Along came Benioff, selling his novel to Lee. Much to his surprise, because he hadn’t planned on writing for movies, he has sold four screenplays for millions of dollars.
But in terms of combined literary and commercial success, the topper has been Sebold, whose book has been the surprise publishing success of the summer.
However, anyone who becomes a writer to get rich has been reading too much science fiction.
“My own feeling is: If your highest aspiration is to be on the bestseller list or earn a large chunk of change, you’re not going to go to a [graduate creative-writing] program,” said Nicholas Delbanco, director of the graduate program in creative writing at the University of Michigan.
In fact, the spike in applications at UC Irvine hasn’t increased the quality of the pool, Wolff and Latiolais agreed.
But exposure to its graduates’ books has brought talented writers to UC Irvine. “Michael Chabon is the reason I went to UCI,” Benioff said. “I was living in Wyoming before I went to grad school. I loved ‘The Mysteries of Pittsburgh.’ The back of the book said he went to UCI. I had literally never heard of Irvine.”
Finding out that the man in charge of the program was Wolff, author of the “Duke of Deception,” the memoir of his con man father, only gave him greater encouragement to apply.

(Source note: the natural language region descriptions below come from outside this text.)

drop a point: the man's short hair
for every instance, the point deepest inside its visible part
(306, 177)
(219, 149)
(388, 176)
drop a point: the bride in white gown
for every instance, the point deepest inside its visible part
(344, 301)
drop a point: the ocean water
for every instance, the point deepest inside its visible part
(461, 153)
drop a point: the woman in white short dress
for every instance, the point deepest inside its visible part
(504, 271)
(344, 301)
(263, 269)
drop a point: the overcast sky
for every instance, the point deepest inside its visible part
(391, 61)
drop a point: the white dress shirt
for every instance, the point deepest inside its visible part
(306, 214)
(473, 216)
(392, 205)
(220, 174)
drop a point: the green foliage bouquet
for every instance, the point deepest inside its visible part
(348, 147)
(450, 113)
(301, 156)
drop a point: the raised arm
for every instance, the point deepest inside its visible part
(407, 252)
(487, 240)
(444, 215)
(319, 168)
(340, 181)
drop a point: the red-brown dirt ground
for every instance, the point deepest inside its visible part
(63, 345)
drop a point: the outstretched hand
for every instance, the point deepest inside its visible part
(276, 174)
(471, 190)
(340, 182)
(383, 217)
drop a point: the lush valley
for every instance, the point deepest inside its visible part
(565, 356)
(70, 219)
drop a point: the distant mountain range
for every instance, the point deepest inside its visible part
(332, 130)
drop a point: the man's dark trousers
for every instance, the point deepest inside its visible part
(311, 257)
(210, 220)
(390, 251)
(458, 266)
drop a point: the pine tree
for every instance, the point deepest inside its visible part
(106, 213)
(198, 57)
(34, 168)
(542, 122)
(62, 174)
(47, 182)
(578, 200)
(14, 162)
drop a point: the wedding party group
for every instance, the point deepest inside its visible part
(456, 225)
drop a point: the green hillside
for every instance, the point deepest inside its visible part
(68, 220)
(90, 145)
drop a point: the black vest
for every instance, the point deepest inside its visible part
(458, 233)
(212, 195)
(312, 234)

All 12 students in the program receive about $1,200 a month and teach undergraduate composition, which allows them to spend time doing what writers do. They are accepted on the basis of a work of fiction they have submitted, and that they have been out of school, trying to make it as writers.
The centerpiece of the program is the weekly three-hour workshop where students’ work is evaluated by professors and the 11 others in the program.
‘Writing Comes First’
Sebold, at first put on UC Irvine’s wait list, had written two unpublished novels when she came to Irvine. She found its program like being in a writers colony. “To be in atmosphere where writing comes first, it reinvigorated me. It was a lovely, false world to live in for a few years.”
The subject that is not discussed during the program is the business end of publishing. “We have connections for them when they’re ready,” said Latiolais, a novelist and graduate of the program. “But the thing that is going to make the boat float is the writing, not the connections.” All this success might make people think that somehow there is a formula to success that UC Irvine has discovered. That’s not true, those who have gone through it insist.
“Go to the library and ask where [creative-writing] dissertations are,” Gold said. “You will find more names you don’t recognize than you thought imaginable. These were good students, who did good work. It doesn’t mean you’ve heard of them. It’s a pathway and it’s had increased success lately, but it’s not a magic pill.”